M. Pierre Fauchon, rapporteur. Si, au contraire, me semble-t-il, nous ne mentionnons pas les territoires d'outre-mer, le Conseil constitutionnel pourra soit considérer que les choses sont bien ainsi, soit émettre une réserve d'interprétation - il en a le droit - en déclarant que, de toute façon, le texte est applicable et qu'il n'était donc pas nécessaire de mentionner les territoires d'outre-mer.
Mais, ayant connaissance de nos délibérations, je suis sûr, surtout quand il nous lira l'un et l'autre, que le Conseil constitutionnel, devant l'absence de la mention des territoires d'outre-mer, tranchera le doute et dira s'il considère que, comme le pensent un certain nombre de juristes, le texte s'applique d'office ou, au contraire, qu'il ne s'applique pas. C'est à mon avis dans ce seul cas que le Conseil constitutionnel risque d'avoir à se prononcer sur la question.
Voilà peut-être une raison supplémentaire - mais il y en a déjà beaucoup d'autres - de voter cet amendement.
M. Philippe Richert. Tout à fait !
M. Daniel Millaud. Je demande la parole pour explication de vote.
M. le président. La parole est à M. Millaud.
M. Daniel Millaud. Je souhaite d'abord indiquer à M. le ministre, au cas où il n'aurait pas lu le texte complet du traité, qu'un seul Etat membre, la Finlande, a précisé que cette directive s'appliquait aux îles Aland. Or ces dernières ne sont pas des territoires associés à l'Union européenne. Elles jouissent d'une situation tout à fait particulière, comme les îles Féroé, qui dépendent du Royaume du Danemark et où il n'y aura pas d'élections municipales.
Je vous rappelle également, monsieur le ministre, qu'un traité international s'applique dès qu'il a été ratifié, quelles que soient les dispositions constitutionnelles du droit interne. A cet égard, lisez donc le livre paru chez Masson !
Monsieur Allouche, s'agissant de l'application du traité de Rome aux territoires d'outre-mer, plusieurs arguments peuvent être avancés : le mensonge, l'incohérence, la mauvaise foi, la désinvolture, l'ignorance. Mais j'en évoquerai un autre pour parler de l'argent que nous donne l'Union européenne : l'escroquerie ! En effet, les droits de douane que nous perdons sont cinq fois plus élevés que l'inscription du Fonds européen de développement que nous devrions toucher, et que nous ne percevons pas même en totalité.
M. Philippe Richert. Je demande la parole pour explication de vote.
M. le président. La parole est à M. Richert.

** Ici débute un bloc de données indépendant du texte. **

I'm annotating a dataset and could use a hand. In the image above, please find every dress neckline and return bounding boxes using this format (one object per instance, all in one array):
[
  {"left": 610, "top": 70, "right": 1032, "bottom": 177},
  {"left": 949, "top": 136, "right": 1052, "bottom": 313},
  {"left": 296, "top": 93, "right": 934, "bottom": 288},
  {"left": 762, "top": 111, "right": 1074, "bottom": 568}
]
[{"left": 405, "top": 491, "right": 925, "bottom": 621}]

M. Philippe Richert. J'avoue avoir été tout à fait convaincu par le plaidoyer de notre excellent collègue M. Daniel Millaud, auquel je veux rendre un hommage appuyé pour sa persévérance et pour sa très grande écoute, s'agissant de tous les dossiers concernant les territoires d'outre-mer. Nul ne connaît aussi bien que lui tous les dossiers et toutes les juridictions. Je lui fais donc confiance a priori.
Au-delà, je dirai à notre collègue M. Guy Allouche que la meilleure façon de donner au Conseil constitutionnel l'occasion de se prononcer sur le dossier, c'est de voter la disposition.
M. Guy Allouche me paraît donc pris à son propre jeu !
M. Guy Allouche. Pas du tout !
M. Philippe Richert. Il nous invite à donner l'occasion au Conseil constitutionnel de se prononcer. Donnons-la lui en adoptant cet amendement !
M. le président. Personne ne demande plus la parole ?...
Je mets aux voix l'amendement n° 10, repoussé par le Gouvernement.
(L'amendement est adopté.)
M. le président. Personne ne demande la parole ?...
Je mets aux voix l'article 12, ainsi modifié.